We’re in a time of transition again today. But this time, I think we know more a little more about how to keep things from going quite as disastrously as they did in the aftermath of 1933. This story has some insight about that. It teaches us how we can all do a better job listening to each other. It asks how we can have civil conversations with people, even people very different from ourselves — even those we might be inclined to stereotype or write off. It’s a story that offers some hope about finding our common humanity in these increasingly polarized times.
Have you been delighted by the critical response and extension?

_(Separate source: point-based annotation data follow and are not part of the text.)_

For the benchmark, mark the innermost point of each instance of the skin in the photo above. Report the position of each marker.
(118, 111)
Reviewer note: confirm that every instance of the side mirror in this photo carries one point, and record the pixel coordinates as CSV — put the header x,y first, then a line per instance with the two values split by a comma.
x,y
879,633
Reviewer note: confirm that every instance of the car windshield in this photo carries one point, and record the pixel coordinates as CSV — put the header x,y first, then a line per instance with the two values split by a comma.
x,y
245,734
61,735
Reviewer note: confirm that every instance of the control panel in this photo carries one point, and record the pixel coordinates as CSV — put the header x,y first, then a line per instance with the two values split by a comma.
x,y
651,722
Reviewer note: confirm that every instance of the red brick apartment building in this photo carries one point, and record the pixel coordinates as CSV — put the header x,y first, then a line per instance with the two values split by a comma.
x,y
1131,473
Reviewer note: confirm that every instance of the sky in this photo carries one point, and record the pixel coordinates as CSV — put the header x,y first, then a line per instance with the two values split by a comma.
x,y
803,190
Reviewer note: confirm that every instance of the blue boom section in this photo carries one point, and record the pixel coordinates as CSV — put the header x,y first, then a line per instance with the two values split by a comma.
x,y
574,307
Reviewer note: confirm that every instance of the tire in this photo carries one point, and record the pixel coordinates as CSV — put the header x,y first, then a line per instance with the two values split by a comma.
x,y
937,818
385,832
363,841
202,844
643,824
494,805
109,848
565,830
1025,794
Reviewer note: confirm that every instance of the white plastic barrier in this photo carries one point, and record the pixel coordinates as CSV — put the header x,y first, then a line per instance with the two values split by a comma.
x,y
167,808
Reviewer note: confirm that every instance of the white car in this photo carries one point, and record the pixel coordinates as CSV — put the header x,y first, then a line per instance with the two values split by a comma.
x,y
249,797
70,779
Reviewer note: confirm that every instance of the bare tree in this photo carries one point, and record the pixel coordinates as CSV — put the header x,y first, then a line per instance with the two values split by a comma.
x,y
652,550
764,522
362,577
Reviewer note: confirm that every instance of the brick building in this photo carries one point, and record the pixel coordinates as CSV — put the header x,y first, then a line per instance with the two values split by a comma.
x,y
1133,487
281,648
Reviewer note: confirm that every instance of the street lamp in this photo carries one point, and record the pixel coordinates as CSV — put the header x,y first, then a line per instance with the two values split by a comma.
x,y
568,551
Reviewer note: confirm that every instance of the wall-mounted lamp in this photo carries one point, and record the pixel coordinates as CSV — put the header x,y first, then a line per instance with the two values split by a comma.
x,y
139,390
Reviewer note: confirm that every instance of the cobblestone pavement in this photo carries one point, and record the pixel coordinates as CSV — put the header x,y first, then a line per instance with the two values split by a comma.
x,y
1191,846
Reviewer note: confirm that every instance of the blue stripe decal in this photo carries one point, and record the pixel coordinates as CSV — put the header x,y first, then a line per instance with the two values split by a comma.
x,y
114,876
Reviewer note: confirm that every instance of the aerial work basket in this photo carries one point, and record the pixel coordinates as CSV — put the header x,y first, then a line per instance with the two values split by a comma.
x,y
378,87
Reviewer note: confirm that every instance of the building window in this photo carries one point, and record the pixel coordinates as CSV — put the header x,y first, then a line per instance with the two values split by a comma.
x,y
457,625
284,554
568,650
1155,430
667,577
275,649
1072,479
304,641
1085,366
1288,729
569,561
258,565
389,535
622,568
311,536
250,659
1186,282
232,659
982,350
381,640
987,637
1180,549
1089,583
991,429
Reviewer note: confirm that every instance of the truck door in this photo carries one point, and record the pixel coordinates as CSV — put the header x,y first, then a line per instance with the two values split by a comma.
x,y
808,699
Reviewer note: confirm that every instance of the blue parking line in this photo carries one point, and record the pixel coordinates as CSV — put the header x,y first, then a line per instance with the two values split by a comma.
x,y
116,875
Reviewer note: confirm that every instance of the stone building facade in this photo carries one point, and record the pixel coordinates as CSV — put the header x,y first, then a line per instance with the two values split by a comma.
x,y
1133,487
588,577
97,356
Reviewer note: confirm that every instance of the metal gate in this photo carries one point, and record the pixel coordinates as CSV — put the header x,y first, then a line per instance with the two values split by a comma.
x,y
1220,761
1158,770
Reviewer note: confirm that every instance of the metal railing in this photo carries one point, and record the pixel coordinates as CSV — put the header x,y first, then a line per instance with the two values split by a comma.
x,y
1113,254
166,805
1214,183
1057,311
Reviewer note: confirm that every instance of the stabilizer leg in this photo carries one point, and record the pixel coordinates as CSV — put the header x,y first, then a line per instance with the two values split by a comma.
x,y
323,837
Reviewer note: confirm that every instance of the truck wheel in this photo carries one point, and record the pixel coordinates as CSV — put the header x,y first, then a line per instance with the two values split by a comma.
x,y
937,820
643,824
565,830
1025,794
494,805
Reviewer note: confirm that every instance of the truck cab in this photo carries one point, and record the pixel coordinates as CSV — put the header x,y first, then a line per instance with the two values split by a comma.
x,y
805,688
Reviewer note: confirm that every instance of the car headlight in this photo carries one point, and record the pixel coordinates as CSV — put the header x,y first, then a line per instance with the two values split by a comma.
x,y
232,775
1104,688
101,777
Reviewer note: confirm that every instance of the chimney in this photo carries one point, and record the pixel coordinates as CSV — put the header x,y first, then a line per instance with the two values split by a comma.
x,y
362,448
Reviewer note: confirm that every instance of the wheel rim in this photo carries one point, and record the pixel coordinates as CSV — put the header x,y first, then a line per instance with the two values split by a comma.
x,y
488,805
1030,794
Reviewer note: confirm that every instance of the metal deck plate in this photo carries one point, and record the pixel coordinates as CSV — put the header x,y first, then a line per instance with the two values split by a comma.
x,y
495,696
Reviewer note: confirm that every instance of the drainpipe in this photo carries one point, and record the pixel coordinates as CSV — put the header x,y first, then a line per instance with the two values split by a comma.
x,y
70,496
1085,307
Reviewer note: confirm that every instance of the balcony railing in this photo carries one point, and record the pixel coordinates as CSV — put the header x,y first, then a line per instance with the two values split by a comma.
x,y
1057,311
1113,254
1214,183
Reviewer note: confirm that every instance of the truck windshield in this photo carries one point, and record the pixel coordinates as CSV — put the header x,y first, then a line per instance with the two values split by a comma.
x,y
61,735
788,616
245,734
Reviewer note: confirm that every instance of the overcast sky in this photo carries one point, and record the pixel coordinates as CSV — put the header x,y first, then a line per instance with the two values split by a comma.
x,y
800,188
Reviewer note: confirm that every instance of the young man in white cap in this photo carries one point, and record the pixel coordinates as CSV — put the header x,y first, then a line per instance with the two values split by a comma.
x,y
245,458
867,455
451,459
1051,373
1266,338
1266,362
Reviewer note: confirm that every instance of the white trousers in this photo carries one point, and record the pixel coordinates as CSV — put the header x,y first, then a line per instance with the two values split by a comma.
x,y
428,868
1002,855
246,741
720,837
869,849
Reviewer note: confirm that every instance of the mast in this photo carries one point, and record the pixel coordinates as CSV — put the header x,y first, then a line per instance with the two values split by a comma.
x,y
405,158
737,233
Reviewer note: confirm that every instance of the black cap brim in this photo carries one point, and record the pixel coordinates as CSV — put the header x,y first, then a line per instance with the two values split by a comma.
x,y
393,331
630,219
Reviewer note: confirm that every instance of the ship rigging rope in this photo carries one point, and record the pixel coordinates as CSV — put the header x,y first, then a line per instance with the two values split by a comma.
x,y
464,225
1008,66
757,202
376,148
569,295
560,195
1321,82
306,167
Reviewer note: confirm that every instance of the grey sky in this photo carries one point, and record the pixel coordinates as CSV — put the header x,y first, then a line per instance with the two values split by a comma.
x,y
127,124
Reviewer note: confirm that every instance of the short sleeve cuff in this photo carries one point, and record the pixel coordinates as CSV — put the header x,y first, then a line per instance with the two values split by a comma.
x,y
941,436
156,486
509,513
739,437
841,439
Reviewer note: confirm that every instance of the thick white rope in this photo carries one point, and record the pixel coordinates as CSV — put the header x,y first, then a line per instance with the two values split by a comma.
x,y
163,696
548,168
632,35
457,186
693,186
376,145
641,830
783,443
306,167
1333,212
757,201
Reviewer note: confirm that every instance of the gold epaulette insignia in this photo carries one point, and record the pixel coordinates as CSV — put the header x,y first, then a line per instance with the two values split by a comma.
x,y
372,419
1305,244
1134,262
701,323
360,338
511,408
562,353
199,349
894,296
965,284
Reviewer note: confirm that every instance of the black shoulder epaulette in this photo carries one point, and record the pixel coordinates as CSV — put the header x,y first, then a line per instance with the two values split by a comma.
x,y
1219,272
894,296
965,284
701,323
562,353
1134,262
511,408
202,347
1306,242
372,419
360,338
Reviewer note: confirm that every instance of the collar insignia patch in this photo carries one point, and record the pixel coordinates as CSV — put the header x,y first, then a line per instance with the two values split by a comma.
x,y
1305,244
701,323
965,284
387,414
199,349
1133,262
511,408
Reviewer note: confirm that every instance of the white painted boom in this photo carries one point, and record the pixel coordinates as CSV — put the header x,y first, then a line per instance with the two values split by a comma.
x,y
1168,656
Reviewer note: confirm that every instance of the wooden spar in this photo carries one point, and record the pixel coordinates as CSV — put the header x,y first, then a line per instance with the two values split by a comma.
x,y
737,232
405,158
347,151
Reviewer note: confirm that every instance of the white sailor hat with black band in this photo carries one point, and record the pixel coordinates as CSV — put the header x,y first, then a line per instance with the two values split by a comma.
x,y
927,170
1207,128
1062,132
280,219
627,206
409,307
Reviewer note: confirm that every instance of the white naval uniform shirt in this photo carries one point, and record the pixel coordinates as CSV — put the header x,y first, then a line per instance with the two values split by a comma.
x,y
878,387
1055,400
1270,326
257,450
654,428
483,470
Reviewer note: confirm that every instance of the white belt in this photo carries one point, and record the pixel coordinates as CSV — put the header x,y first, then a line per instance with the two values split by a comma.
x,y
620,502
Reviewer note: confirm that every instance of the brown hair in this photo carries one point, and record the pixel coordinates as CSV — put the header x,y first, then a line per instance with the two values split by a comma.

Yes, I’ve been delighted by how much the play has been embraced by critics. Even more delightful is how many of the critics have grasped on a deep level what we are trying to do, and how many audience members have not only loved the play but returned to see it a second or third time. And after having a “limited engagement,” getting to add a few more weeks at another theatre — when I heard that was actually going to happen, I kept thinking, “And they say there are no second chances in life!” It has been magical.
What are some comments you hear from audience members as they leave?
What I love about the comments I hear after the show is they come from so many disparate people. We’ve had people on very different sides of the political spectrum say that it’s an important play that needs to be seen by more people. We’ve had audience members of different racial and religious backgrounds say that they felt invited into the Jewish story in a way they had not been before. And Jewish families of Holocaust survivors talk about how it connects to their experience.
We’ve had historians appreciate the little details, but people who’ve never heard of Arendt who now want to go read and find out more about her. One day a guy who taught literature at Yale compared it to [Tom] Stoppard, while the next day someone said that they usually hate plays of ideas but they love this play.
Usually people speak to their emotional experience first — about how the story was powerful, or moving. Sometimes when it ends they’re not ready to talk about it. But as they’re leaving the theatre I hear things like, “It’s so timely” or “It’s so timely it’s chilling” or — my favorite: “It gives me hope.”